Bob Crane aussi est mort dans des circonstances troublantes. On le retrouve le 29 juin 1978 dans un motel de l’Arizona, battu à mort et le crâne défoncé avec un trépied de caméra. Quel rapport avec l’extase ? Bob Crane était un addict au sexe. Il disait luimême : “Je ne fume pas. Je ne bois pas. Deux sur trois, c’est pas mal…” Avec l’un de ses amis, John Carpenter (aucun rapport avec le cinéaste), il fut même l’un des premiers à utiliser la vidéo naissante pour tourner des films porno amateurs dont il était le héros. On ne sait toujours pas, aujourd’hui, si sa mort est liée à cette seconde vie. Mais pour quelle autre raison ? L’affaire inspira, là aussi, un cinéaste, Paul Schrader, qui raconte sa frénésie partouzeuse dans l’un de ses films, Autofocus.
Et Claude François ?
Nous aurions bien évidemment pu citer d’autres cas.

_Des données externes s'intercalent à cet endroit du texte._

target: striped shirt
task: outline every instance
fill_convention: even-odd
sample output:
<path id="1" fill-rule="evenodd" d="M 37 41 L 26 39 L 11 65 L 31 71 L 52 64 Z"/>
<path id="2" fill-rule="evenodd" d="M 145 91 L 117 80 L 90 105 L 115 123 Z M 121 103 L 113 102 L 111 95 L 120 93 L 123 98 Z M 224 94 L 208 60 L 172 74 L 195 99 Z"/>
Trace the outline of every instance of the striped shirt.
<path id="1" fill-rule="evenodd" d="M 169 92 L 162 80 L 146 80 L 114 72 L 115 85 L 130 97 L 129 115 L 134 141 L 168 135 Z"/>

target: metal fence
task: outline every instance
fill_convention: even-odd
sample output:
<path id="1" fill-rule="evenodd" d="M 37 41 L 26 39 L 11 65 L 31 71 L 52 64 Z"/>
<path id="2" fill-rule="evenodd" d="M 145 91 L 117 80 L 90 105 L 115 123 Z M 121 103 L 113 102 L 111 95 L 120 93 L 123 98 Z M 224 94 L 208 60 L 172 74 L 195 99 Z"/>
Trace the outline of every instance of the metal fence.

Certains sont sujets à caution (Attila, roi des Huns au Ve siècle, derrière qui “l’herbe ne repoussait pas”, mort à 58 ans pendant sa nuit de noces avec une princesse de 16 ans ; Pie IV, pape qui prônait le célibat des prêtres au XVIe siècle, mort dans les bras d’une courtisane ; Claude François, chanteur français, mort électrocuté dans son bain, officiellement en revissant une ampoule, officieusement – selon les mauvaises langues –, en jouant avec son sextoy électrique, etc.), d’autres sont encore entre les mains de la justice (comme le cas de ce ponte de TF1 chez qui un membre du cabinet de la ministre de la Culture est mort d’une overdose de stimulants sexuels, en 2008). Mais l’essentiel est fait : vous connaissez désormais les principales recettes permettant de passer de vit à trépas.